Then tell the agent what you have to start from — a research question (`/lc-new`), existing code (`/lc-from-code`), or a paper to reproduce (`/lc-from-paper`). After the spec exists, work with the agent however suits you; the substrate (`astra.yaml`, `lc run`, `lc status`, `lc verify`) keeps things in sync.
Then tell the agent what you have to start from — a research question
(`/lc-new`), existing code (`/lc-from-code`), or a paper to reproduce
(`/lc-from-paper`).

## Skills

The `/lc-from-*` family is parallel by what you start from: a question, code, or a paper.

### `/lc-new` — Scope and specify an analysis

Guides you from a research question to a complete `astra.yaml` specification through interactive conversation. The agent will:

- Help you identify the key decisions (methodological choices) in your analysis
- Search for and read relevant papers, extracting prior insights with exact verified quotes
- Structure decisions with options, defaults, and constraints between them
- Build universe files representing defensible alternative analysis paths
- Link literature evidence (prior insights) to the decision options it supports

You don't write any code or YAML during this phase — the agent produces the full specification.

### `/lc-from-code` — Bring an existing project into ASTRA

Scans an existing codebase, drafts an `astra.yaml` that captures its inputs, outputs, and analytical decisions, parameterizes the code so decisions can vary across universes, and runs the analysis through `lc` until every output materializes. Existing logic is left intact — changes are confined to parameter plumbing.

### `/lc-from-paper` — Reproduce a published paper

ORIENT-first driver for reproducing a published paper in ASTRA. ORIENT runs in the user's main session in seven stages — asks for the paper, runs `/paper-extraction` inline to acquire it, interviews the user (grounded in the paper), clones the reference code and runs `/lc-from-code` scan-only (if a repo exists), optionally follows up, then drafts a per-paper `constitution.md` (the ralph loop's driving document) + `CLAUDE.md` (auto-loading rules + accumulators) from the full paper-plus-code context for user review.
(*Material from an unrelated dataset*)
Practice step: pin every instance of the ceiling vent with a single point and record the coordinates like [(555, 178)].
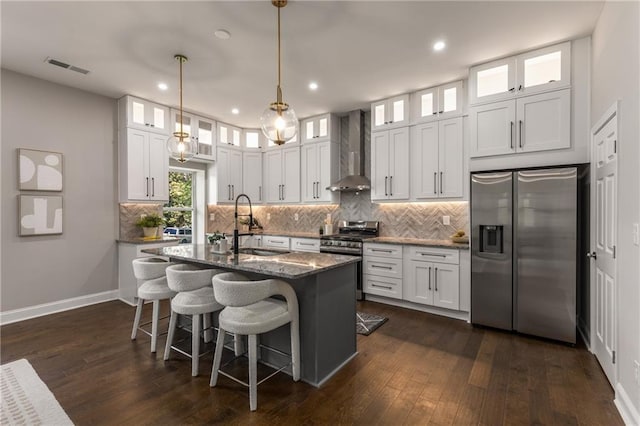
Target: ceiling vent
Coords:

Then the rest of the reproduction hands off to a **ralph loop** whose iterations carry the long middle: ARCHITECT → SPECIFY → LITERATURE → IMPLEMENT → RUN → COMPARE. Each iteration runs in a fresh tmux session against the constitution; the fresh-context property between iterations is what makes per-phase review work. When the loop closes (constitution `status: closed` after COMPARE returns `pass`), REVIEW runs back in the user's main session. Composes a bundle of sibling skills (`ralph`, `paper-extraction`, `narrative`, `figure-comparison`, `check-sentence-by-sentence`). See [`claude/lightcone/skills/README.md`](claude/lightcone/skills/README.md) for the full bundle map.

### `/lc-feedback` — Report a bug

Files a GitHub issue against the right repo (ASTRA or lightcone-cli) with version info and error context auto-collected from your session.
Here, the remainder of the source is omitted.